Former UC Berkeley School of Law dean Sujit Choudhry, who resigned from his position after a campus employee sued him for sexual harassment, dropped his racial discrimination suit against the university Tuesday.
UC President Janet Napolitano called for a second disciplinary hearing after the original disciplinary actions were criticized for being too lenient.
In September, Choudhry filed a lawsuit against the UC Board of Regents and other related parties, alleging that the university had racially discriminated against him in its disciplinary proceedings and attempted to deprive him of his reputation and career.

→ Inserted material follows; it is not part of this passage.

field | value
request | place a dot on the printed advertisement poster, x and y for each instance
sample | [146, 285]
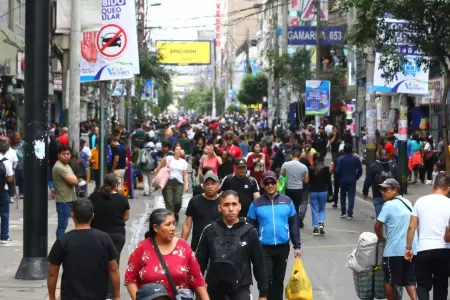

Choudhry filed a motion to stop the campus from pursuing disciplinary proceedings against him, but that motion was denied by a United States district judge Nov. 11.
Choudhry was sued for sexual harassment in March by his executive assistant Tyann Sorrell. She accused the former law school dean of giving her unwanted hugs and kisses, and Choudhry was subsequently docked 10 percent of his salary one year.
Choudhry resigned as dean and currently remains a tenured law professor but is not assigned to teach any classes this semester.
Sorrell returned to campus Nov. 11 to work as an executive assistant in the office of the Berkeley Law dean. Sorrell said, however, she can only work three days a week because of her ongoing medical treatment as necessitated by Choudhry’s alleged misconduct, adding that her part-time pay is insufficient because she is being forced to use her sick and vacation days in order to accommodate this schedule.
Sujit Choudhry’s lawyer, William Taylor, would not comment on litigation or litigation strategies. Taylor said, however, this instance is a “dismissal without prejudice,” which does not prevent Choudhry from taking action in another court at a different time.